Anyone who grew up in the US’ Northeast knows this crooked game. Are our city council and office of Planning and ‘Community Development’ (ha!) seriously THAT incompetent? (seems so)
This is exactly the type of property that should have been forced to sell long ago (by escalating taxation for failure to keep the property up to its potential) to a better owner or redeveloper who would adapt the best parts of what exists into anything new, or put a fire under the owners to fix it up.
That so many here rejoice that our ‘hood got screwed by incompetence and will likely see another ugly, new sterile underbid is a bit baffling. Let’s see if they build something unique and gorgeous, or actually affordable or quite tall and accommodating of lots of new units. Anyone want to take that bet? Seems doubtful on all accounts.

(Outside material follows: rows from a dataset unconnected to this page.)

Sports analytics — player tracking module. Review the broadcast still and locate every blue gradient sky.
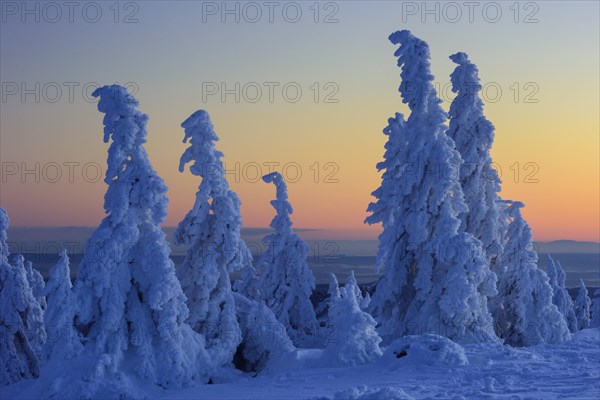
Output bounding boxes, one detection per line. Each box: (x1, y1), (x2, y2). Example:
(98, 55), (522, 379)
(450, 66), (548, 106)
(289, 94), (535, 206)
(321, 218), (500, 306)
(0, 1), (600, 241)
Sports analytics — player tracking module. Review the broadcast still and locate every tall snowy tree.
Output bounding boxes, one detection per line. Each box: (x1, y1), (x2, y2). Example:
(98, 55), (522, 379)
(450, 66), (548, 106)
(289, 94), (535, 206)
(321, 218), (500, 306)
(175, 110), (252, 365)
(366, 31), (497, 342)
(75, 85), (209, 387)
(590, 289), (600, 328)
(258, 172), (318, 346)
(575, 279), (592, 330)
(546, 254), (579, 332)
(43, 250), (81, 358)
(496, 201), (570, 346)
(233, 293), (296, 372)
(0, 208), (39, 385)
(322, 272), (382, 366)
(448, 53), (502, 272)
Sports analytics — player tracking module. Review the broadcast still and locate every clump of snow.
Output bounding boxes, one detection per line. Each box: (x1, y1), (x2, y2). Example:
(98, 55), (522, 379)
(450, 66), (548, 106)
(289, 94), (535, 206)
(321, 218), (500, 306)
(377, 334), (469, 369)
(43, 249), (81, 359)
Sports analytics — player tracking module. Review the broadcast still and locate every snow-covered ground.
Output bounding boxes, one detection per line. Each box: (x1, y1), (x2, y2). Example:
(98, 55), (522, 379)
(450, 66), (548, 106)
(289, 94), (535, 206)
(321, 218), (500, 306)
(8, 329), (600, 400)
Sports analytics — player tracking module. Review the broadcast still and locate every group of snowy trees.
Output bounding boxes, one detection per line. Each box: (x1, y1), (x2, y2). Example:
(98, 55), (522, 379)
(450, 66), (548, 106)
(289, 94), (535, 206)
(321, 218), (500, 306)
(0, 85), (380, 387)
(366, 30), (590, 346)
(0, 31), (600, 387)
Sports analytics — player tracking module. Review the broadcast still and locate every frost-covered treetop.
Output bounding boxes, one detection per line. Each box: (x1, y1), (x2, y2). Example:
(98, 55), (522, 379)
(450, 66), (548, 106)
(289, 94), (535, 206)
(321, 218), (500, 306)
(179, 110), (229, 186)
(389, 30), (445, 111)
(449, 53), (500, 159)
(450, 52), (481, 94)
(263, 172), (294, 233)
(0, 208), (9, 263)
(92, 85), (168, 223)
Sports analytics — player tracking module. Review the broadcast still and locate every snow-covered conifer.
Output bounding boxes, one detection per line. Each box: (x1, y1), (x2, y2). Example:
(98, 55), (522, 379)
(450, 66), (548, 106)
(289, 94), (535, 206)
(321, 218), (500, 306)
(590, 289), (600, 328)
(546, 254), (578, 332)
(75, 85), (209, 387)
(42, 249), (81, 358)
(0, 208), (39, 385)
(448, 53), (502, 272)
(575, 279), (592, 330)
(258, 172), (317, 346)
(175, 110), (252, 365)
(315, 272), (340, 345)
(315, 272), (340, 321)
(496, 202), (570, 346)
(366, 31), (497, 342)
(233, 293), (296, 372)
(233, 263), (260, 300)
(322, 273), (382, 366)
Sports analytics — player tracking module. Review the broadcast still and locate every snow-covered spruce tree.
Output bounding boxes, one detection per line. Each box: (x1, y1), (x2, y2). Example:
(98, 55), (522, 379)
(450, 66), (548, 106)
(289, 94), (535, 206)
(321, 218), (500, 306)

Want sound redevelopment that respects heritage, architecture, our environment and affordability? Let’s turn this new public developer we just green-lighted into a people-owned juggernaut of just that.
This fake, big C Capitalism (Gunpowder ManBoy LLC!) is failure after failure and too many suckers still lap it up. SMH.
Lol person that’s opinion is held by 1% of population tells someone to be quiet because they aren’t be helpful.
You guys will never be taken seriously, you’ll never accomplish anything, so maybe it’s you who should be quiet.
Do you know how much it costs to preserve facades? A crap ton. It’s ok to let things go so people can have housing.
A false dichotomy and the type of attitude that prevents Seattle from reaching its potential.
Ahhh, you think the buyer/new developer will be building affordable housing, Julie? We’ll see. Don’t hold your breath though. The wealthy who will likely occupy these new, likely over-priced units will almost-certainly make the builders plenty off of their new building. They can afford to preserve a small piece of it.
You may be well-intentioned but defense of the Donald Trump set isn’t a great look, nor does it likely match with what seems your desired outcomes. This will NOT be anything approaching affordable housing for the poor, homeless or truly moderate income folks. And it will wipe away yet another trace of anything historic about Capitol Hill and its past and disappearing present.
“There’s no affordable housing” is the left NIMBY-ism.
It’s a way they can team up with the far right to continue our housing crisis.
Those urns are not rare. Way overdue to bulldoze this dump and revive that corner.
A good day for Guntower Capital and their shareholders. Everyone else, get back to work.